Plaintiff asserts he will make his best efforts to appear for any scheduled IME but, given his
cognitive limitations and behavior issues, circumstances could arise requiring late modifications
to the scheduled exam. Plaintiff argues he should not be required to pay any fee should his
condition prevent his appearance.
OFA argues it is standard practice for an expert who conducts IMEs to have a cancellation
policy. However, OFA provides no authority for the proposition that a plaintiff must agree to pay
a cancellation fee as a condition for the Court to order the IME.
Code of Civil Procedure section 2032.410, provides the mechanism for sanctions in the event a
party fails to appear for an IME. Nothing in the statute requires a plaintiff to agree, upfront, to pay
sanctions for failure to appear.
Therefore, the Court is not inclined to make any predetermination regarding Plaintiff’s
responsibility to pay Dr. Grover’s cancellation fee.
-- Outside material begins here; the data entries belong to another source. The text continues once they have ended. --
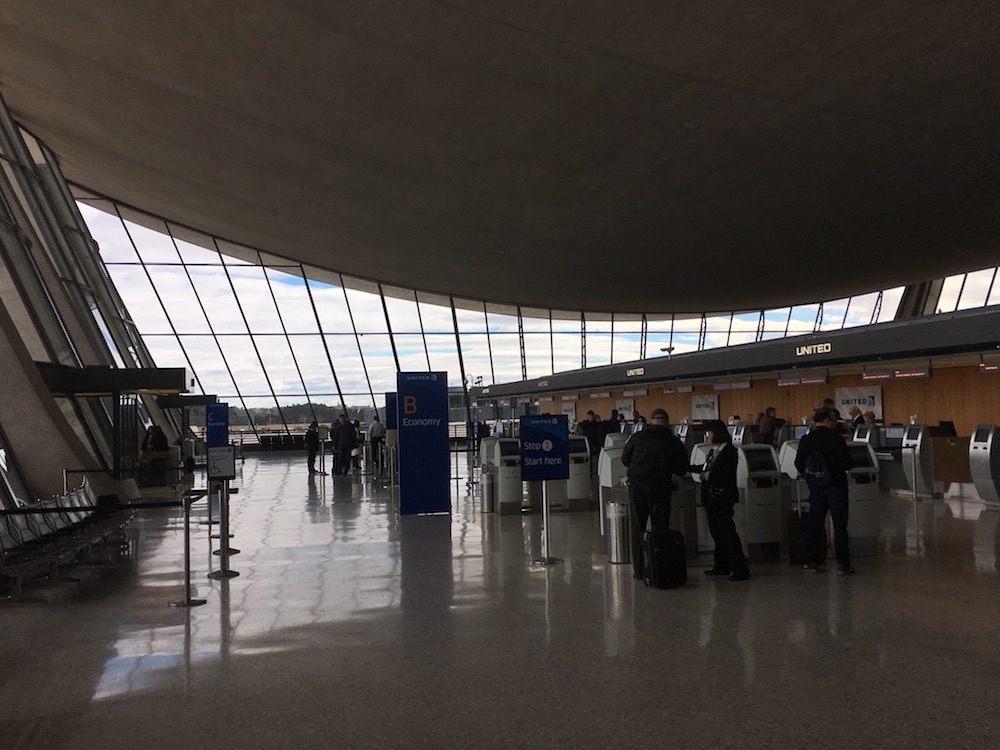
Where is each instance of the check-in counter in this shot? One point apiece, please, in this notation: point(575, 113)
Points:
point(510, 489)
point(864, 498)
point(578, 487)
point(759, 480)
point(489, 473)
point(611, 475)
point(984, 462)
Plaintiff’s responsibility to pay any such fee
should be address only if it becomes an issue and is the subject of an appropriate sanctions
motion.
Defendant Chacon’s Joinder
Joinder is appropriate only where the joinder seeks affirmative relief on behalf of the joining party
and joins in the arguments made by the motion being joined. (Barak v. Quisenberry Law Firm
(2006) 135 Cal.App.4th 654, 661.)
Defendant Chacon’s joinder simply states he “joins in full” OFA’s motion and provides a
supplemental memorandum in support. However, Chacon’s joinder contains no request for
affirmative relief on his behalf and Chacon makes no showing that he is seeking to obtain
Plaintiff’s IME or that Dr. Grover is his expert.
As a result, the Court denies Defendant Chacon’s joinder.
RULING
For all the reasons stated above, the Court Grants Defendant OFA’s motion to compel Plaintiff to
attend an IME on [a date to be set by the Court during the hearing on this motion] at 9:00 a.m.
before Dr. Grover at 250 West 1st Street, Suite 317, in Claremont with the following conditions:
(1) Plaintiff’s guardian ad litem, Eddie Hernandez, is not permitted in the room while the
IME is conducted but shall not be prevented from remaining nearby on the premises.
(2) Defendant shall produce the raw testing data to Plaintiff’s counsel subject to the
following protective order: (a) raw testing data shall not be disclosed to anyone other
than Plaintiff’s attorney and retained psychological expert(s); (b) raw data will only be
used for purposes of this action and only by the necessary parties; and (c) all copies
of the raw data will be destroyed within 30 days of completion of this litigation; and
(3) During the IME, Dr. Grover shall not inquire about Plaintiff’s sexual history or the
health information relating to his family members.
Deny Defendant Chacon’s motion for joinder.